Das Universalgenie Leonardo da Vinci
Künstler-Geburtstagskind im Monat April
„Er glich einem Menschen, der in der Finsternis zu früh erwacht war, während die anderen noch alle schliefen.“ So schrieb Sigmund Freud in seinem Büchlein Eine Kindheitserinnerung des Leonardo da Vinci (1910)

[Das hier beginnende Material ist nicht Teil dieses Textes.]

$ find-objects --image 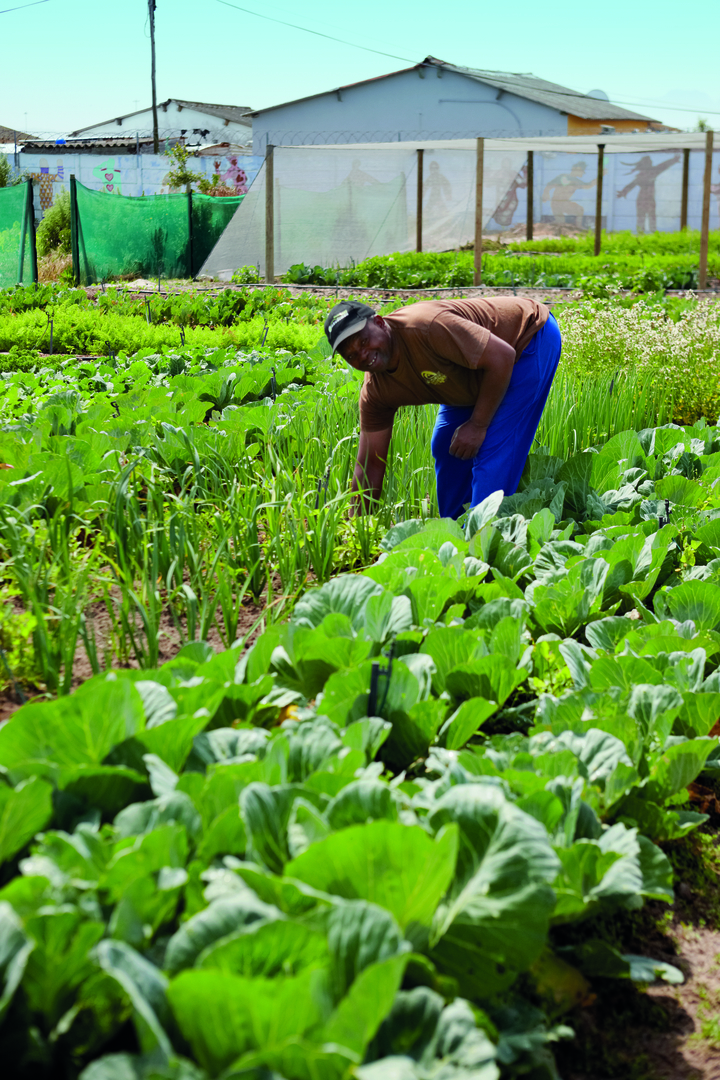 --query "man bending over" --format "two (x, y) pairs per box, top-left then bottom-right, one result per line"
(324, 296), (561, 519)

Welcher Künstler, wenn nicht Leonardo da Vinci, könnte die Zeit der Renaissance besser verkörpern? Die Renaissance (ab 1400 in Italien) gilt als die Zeit des Wiederauflebens der Werte der griechisch-römischen Antike und steht für eine neue philosophische Weltanschauung. Die Zeit des düsteren Mittelalters ist zu Ende, die Neuzeit bricht an – die Wissenschaft, die Kunst, die Literatur und die Architektur gehen neue Wege. Der Einfluss und die Macht der Kirche wird weniger, der menschliche Verstand, die Würde des Menschen und die Bildung rücken in den Vordergrund.

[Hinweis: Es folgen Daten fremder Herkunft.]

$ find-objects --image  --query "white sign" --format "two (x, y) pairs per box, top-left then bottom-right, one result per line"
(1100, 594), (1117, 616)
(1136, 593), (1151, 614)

In dieser Zeit der Umbrüche lebte Leonardo da Vinci, geboren am 15. April 1452 in Anchiano bei Vinci nahe Florenz. Er gilt zurecht als einer der bedeutendsten Universalgelehrten aller Zeiten: er war Maler, Architekt, Naturphilosoph und Mathematiker. Er forschte in der Anatomie, Statik und Mechanik, war Ingenieur, Erfinder und Schriftsteller.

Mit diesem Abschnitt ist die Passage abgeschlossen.